Er hatte nicht auf sie gewartet.
Sie rannte über die Straße, und da sah sie ihn. Er stand an der Ecke bei Myrtle’s Ice Cream Shop. Er neigte kurz seinen Kopf zur Seite, als lausche er auf etwas, dann ging er in die dunkle Gasse neben der Eisdiele.
»Bleib hier, Vivi«, sagte sie laut zu sich. »Sonst bekommst du Ärger.« Doch als er sich in Bewegung setzte, folgte sie ihm, hielt sich aber weit genug entfernt, dass er sie nicht hören konnte. Die Gasse war einer der wenigen Orte der Stadt, wo Vivi Ann noch nie gewesen war, nicht mal als Kind.

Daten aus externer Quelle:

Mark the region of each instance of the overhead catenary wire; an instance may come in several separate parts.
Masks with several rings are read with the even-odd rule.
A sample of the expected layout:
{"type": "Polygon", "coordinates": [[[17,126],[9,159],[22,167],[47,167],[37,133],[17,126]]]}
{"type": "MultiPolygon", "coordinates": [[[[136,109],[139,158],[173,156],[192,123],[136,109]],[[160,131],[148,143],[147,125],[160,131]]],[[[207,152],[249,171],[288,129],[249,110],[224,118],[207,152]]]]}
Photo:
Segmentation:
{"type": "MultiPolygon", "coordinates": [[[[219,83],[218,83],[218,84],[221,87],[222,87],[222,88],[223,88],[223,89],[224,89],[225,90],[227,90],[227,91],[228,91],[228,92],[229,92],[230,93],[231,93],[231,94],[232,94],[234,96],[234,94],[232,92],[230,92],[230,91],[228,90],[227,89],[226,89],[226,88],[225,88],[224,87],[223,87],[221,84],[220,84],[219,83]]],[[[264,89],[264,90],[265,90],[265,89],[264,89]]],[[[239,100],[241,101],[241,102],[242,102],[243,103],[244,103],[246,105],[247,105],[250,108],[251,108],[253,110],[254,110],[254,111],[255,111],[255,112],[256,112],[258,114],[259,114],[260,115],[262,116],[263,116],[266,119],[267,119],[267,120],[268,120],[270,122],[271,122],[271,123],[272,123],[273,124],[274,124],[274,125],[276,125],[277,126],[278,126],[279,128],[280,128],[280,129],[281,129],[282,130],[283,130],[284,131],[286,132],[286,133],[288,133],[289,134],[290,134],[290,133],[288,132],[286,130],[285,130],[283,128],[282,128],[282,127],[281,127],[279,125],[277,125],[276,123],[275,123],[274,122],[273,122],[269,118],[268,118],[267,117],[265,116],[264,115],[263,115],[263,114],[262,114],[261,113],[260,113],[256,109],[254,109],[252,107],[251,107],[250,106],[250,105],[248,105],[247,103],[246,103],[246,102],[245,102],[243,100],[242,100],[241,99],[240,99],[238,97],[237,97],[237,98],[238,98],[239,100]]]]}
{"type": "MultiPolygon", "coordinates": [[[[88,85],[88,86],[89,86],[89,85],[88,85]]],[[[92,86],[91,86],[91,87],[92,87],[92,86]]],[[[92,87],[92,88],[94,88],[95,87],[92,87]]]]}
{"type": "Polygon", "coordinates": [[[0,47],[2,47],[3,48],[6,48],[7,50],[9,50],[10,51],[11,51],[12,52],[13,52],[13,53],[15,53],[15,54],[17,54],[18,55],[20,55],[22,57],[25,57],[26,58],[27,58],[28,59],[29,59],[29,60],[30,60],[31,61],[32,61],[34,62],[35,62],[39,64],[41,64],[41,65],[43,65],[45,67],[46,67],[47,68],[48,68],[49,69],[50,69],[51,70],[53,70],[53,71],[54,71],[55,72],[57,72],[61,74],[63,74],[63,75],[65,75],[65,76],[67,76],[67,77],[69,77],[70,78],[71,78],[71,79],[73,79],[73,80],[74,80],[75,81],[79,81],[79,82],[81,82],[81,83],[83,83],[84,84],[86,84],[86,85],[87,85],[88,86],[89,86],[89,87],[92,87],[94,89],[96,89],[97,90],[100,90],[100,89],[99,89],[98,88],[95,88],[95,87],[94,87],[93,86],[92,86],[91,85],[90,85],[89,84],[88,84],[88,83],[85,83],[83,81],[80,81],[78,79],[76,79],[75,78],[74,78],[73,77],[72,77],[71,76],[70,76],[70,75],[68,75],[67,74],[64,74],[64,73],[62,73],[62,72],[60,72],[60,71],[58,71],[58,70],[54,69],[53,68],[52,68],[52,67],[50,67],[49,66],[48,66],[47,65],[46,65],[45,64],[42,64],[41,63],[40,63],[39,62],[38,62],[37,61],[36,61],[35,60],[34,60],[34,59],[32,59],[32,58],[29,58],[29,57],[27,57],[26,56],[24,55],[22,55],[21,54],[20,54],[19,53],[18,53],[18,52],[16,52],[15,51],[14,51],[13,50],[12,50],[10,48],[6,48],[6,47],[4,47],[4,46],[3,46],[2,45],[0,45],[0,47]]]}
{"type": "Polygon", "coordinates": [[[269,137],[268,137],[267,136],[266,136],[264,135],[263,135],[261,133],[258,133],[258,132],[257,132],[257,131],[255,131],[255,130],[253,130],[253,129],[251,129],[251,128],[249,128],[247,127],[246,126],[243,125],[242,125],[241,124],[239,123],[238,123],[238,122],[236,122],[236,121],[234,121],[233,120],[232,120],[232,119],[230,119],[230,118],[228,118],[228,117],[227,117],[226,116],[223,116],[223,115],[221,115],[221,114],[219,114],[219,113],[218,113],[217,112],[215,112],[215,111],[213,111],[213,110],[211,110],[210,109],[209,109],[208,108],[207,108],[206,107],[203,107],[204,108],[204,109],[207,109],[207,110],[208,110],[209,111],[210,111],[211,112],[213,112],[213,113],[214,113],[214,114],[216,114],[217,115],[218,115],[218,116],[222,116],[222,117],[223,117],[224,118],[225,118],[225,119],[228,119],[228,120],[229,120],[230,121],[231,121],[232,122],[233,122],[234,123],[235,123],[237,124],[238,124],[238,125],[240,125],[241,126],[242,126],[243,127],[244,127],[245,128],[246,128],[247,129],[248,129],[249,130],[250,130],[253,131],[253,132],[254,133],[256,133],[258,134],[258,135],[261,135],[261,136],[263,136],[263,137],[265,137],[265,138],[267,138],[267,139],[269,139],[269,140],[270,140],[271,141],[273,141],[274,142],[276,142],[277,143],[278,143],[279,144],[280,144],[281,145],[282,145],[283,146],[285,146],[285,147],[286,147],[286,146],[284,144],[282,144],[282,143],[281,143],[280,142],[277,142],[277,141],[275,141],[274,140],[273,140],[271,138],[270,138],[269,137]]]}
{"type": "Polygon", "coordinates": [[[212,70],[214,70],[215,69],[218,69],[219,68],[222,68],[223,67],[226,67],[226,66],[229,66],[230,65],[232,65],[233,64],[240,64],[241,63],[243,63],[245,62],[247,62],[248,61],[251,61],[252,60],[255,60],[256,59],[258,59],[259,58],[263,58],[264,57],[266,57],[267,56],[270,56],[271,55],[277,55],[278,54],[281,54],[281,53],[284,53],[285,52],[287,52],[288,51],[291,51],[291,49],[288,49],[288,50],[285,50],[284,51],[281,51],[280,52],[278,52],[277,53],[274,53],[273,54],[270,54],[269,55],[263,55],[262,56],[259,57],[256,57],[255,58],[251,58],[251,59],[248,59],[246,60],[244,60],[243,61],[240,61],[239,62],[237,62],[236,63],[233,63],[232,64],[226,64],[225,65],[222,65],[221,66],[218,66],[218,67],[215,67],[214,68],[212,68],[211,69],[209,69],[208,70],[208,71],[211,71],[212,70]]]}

Sie war dunkel, schmal, und überall lag Müll: Bierdosen, leere Schnapsflaschen, Zigarettenkippen. Als sie am Ende angelangt war, blieb sie stehen und spähte um die Ecke.
Auf einer Landzunge, die sich mit reiner Willenskraft ans Ufer zu klammern schien, stand Cat Morgans baufälliger Bungalow. Das Grundstück war genauso heruntergekommen wie das Haus. Mehrere Fenster waren zerbrochen und mit Klebeband geflickt, und die Haustür hing schief in den Angeln. Moos bedeckte das Dach und gab dem Kamin eine atommüll-giftgrüne Farbe. Im Laufe der Jahre hatte Vivi Ann eine Menge schockierender Geschichten über die Vorgänge in diesem Haus gehört.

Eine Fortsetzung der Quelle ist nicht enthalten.